In un clima di festa, e di pensieri rivolti agli acquisti e ai menù natalizi, i lavoratori della Diaco, insieme alle proprie famiglie, vivono una situazione di profonda incertezza ed angoscia, a causa della notizia di avanzamento della richiesta di fallimento della società, da parte della Procura della Repubblica di Trieste, per insolvenza.

L'assessore regionale al lavoro Angela Brandi ha accolto la notizia con ''meraviglia e preoccupazione'',e tra l'altro la richiesta della procura è stata fatta sulla base di  debiti previdenziali gia' sedimentati e soggetti a possibile concordato per un rientro dilazionato.

L'Amministrazione regionale aveva collaborato attivamente con la Daico per superare il momento di crisi, puntando all'attivazione della Cassa Integrazione per Crisi, e non per cessazione dell'attività, a partire dal 18 ottobre, e che ha interessato 45 lavoratori su 103,  alla fine del processo si ipotizzavano al massimo 8 esuberi.

Per queste ragioni, ha detto l'assessore, ''auspico che il Tribunale valuti compiutamente la situazione nel suo complesso e soprattutto possa misurare gli effetti che un provvedimento di fallimento potrebbe determinare sul tessuto sociale della citta' di Trieste, gia' molto sofferente sul fronte occupazionale'', e le cui prime e principali vittime sarebbero proprio i lavoratori e le loro famiglie.


Secondo Brandi infatti ''in un periodo come quello attuale le procedure concorsuali si dovrebbero applicare con la delicatezza che la situazione richiede''.

''Il mio pensiero - continua l'assessore Brandi - di estrema preoccupazione ed al contempo di solidarieta', e' rivolto ai lavoratori della Diaco e alle loro famiglie.
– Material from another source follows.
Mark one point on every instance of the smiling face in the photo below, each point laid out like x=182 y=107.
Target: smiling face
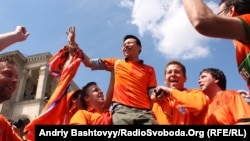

Essi infatti dopo aver ritrovato, con tutte le cautele che la situazione contingente impone, una speranza per un percorso che nel 2011 avrebbe potuto portare ad una possibile stabilizzazione del posto di lavoro, si ritrovano sotto l'albero natalizio nuove pesanti incertezze sul loro futuro''.

Con questo pensiero rivolto ai lavoratori, la Brandi ha ribadito il ''convinto e determinato auspicio che il Tribunale non determini la chiusura della Diaco e la disoccupazione dei suoi 103 lavoratori''. Ora la parola passa al Tribunale.